1. General Definition

  • Subsampling = selecting a subset of the original dataset (or signal) for analysis or training.
  • It can be done for efficiency, class balancing, or signal processing (reducing sample rate).

2. In Machine Learning / Data Science

  • Often used when datasets are too large or imbalanced.
  • Random subsampling: randomly pick a subset of data (like bootstrapping but without replacement).
  • Undersampling (subsampling majority class): reduce the size of the majority class to balance with the minority class.
  • Cross-validation subsampling: select subsets of data in each fold for model validation.

Example:

  • Dataset: 1,000,000 samples
  • You take a subsample of 100,000 to train faster.
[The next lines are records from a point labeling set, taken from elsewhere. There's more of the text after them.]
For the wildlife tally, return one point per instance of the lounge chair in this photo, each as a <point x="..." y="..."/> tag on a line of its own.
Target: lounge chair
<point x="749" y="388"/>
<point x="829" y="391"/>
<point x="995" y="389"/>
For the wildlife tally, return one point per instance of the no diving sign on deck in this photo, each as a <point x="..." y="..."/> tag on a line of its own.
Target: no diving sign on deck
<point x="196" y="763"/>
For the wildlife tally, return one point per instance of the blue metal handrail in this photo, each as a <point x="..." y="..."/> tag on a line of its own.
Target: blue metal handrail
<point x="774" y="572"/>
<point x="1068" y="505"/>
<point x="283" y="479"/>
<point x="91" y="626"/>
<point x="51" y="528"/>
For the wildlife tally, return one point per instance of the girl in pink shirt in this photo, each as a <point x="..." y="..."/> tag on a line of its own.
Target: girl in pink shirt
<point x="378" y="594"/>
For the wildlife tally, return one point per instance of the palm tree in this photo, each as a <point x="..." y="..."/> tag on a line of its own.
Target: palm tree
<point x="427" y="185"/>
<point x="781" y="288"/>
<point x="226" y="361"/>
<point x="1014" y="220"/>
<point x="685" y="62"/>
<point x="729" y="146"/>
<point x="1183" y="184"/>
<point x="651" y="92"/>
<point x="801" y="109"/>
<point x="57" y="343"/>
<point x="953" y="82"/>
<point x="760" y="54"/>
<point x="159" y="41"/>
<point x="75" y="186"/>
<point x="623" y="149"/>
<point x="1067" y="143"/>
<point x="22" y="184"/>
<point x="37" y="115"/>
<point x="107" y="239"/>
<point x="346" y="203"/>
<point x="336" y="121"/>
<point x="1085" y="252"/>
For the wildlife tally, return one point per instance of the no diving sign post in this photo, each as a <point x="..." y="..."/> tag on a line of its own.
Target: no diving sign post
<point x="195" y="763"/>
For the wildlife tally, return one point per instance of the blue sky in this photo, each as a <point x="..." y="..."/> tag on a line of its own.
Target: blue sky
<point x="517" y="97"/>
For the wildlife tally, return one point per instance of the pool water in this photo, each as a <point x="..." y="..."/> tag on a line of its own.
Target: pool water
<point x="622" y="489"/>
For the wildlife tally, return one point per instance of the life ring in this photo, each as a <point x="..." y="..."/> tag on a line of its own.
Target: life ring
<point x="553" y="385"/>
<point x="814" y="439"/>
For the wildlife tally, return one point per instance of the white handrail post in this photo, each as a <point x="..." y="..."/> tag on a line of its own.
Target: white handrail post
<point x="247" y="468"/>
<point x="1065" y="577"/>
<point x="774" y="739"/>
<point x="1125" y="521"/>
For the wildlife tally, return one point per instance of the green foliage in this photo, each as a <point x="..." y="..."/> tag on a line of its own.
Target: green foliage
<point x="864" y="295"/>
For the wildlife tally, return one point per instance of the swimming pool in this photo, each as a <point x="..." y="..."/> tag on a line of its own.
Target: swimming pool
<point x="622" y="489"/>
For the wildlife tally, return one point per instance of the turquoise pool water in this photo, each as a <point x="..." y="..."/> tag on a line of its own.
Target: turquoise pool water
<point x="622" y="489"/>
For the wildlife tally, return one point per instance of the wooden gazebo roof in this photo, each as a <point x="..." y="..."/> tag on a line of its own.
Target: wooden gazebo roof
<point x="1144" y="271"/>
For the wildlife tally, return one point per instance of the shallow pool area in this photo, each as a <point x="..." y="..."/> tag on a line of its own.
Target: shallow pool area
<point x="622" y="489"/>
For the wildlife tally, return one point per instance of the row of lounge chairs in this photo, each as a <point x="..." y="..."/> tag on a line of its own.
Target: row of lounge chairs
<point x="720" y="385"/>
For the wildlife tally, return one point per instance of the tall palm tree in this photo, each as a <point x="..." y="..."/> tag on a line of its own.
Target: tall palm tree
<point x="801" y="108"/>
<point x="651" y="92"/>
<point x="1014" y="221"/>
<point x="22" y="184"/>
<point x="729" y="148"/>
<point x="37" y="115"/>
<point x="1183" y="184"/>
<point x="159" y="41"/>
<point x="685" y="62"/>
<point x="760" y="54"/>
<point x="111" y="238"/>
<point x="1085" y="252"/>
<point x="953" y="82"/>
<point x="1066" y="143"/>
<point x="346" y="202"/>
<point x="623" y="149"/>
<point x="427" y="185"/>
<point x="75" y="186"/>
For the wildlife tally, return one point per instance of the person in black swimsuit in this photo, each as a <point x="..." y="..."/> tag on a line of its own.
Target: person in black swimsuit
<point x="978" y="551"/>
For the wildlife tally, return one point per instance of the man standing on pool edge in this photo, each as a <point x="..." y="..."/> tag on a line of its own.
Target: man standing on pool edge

3. In Signal Processing / Time Series

  • Subsampling = reducing the sampling rate of a signal (a form of downsampling).
  • Example:
    • Original: audio sampled at 44.1 kHz
    • Subsampled: reduce to 22.05 kHz
  • Must apply a low-pass filter first to avoid aliasing (distortion caused by high frequencies folding into lower ones).

4. Advantages

  • Faster training and inference (less data).
  • Reduces storage and computation cost.
  • In imbalanced datasets, helps balance class proportions (if applied to the majority class).

5. Disadvantages

  • Information loss: discards data, which may reduce accuracy.
  • If subsampling isn’t stratified, it may change class distribution unintentionally.
  • In signals, careless subsampling without filtering introduces aliasing noise.

6. Examples

In ML (Python, scikit-learn):

from sklearn.utils import resample

# Subsample dataset
X_sub, y_sub = resample(X, y, n_samples=10000, random_state=42)
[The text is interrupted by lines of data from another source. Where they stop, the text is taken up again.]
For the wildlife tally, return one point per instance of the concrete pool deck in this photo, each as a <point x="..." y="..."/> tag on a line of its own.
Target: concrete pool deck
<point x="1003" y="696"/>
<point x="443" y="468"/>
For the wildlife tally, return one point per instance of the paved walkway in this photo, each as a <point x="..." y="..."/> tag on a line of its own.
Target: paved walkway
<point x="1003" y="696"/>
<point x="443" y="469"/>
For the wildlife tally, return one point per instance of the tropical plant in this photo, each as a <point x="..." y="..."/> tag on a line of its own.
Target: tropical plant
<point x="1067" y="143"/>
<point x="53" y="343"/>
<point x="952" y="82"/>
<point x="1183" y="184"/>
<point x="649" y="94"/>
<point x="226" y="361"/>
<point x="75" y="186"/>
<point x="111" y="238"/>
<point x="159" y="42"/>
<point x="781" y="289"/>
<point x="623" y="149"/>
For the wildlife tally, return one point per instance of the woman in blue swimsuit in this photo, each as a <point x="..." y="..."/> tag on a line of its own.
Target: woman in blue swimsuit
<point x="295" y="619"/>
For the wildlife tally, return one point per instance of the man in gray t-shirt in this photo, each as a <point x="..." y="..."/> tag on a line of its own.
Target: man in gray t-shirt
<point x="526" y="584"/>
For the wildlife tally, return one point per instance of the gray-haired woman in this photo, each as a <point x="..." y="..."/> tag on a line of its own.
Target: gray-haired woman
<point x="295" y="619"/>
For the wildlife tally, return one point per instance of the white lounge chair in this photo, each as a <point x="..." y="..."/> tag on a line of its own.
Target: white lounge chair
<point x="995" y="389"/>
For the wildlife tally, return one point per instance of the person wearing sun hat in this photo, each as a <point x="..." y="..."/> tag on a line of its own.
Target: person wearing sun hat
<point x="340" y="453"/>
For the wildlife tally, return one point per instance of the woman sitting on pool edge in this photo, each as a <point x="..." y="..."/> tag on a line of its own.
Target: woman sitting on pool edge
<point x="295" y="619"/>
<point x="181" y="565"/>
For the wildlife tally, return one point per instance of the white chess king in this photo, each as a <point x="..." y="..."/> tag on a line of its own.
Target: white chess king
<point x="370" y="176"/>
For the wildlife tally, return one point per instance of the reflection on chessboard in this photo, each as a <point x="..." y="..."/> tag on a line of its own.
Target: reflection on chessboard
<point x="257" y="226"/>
In Signal Processing (Python, scipy):

import scipy.signal as sps

# Downsample signal by factor of 2
signal_sub = sps.resample(signal, len(signal)//2)

7. Comparison

TermContextMeaning
UndersamplingImbalanced classificationReduce majority class samples
OversamplingImbalanced classificationIncrease minority class samples
SubsamplingGeneral MLTake subset of data for efficiency or balance
Subsampling (DSP)SignalsReduce sampling rate (downsampling)

Summary

  • Subsampling = selecting a smaller subset of data or reducing signal sampling rate.
  • In ML: improves efficiency or balances classes.
  • In DSP: reduces sample rate → must use low-pass filtering to avoid aliasing.
  • Pros: faster, cheaper. Cons: possible loss of information.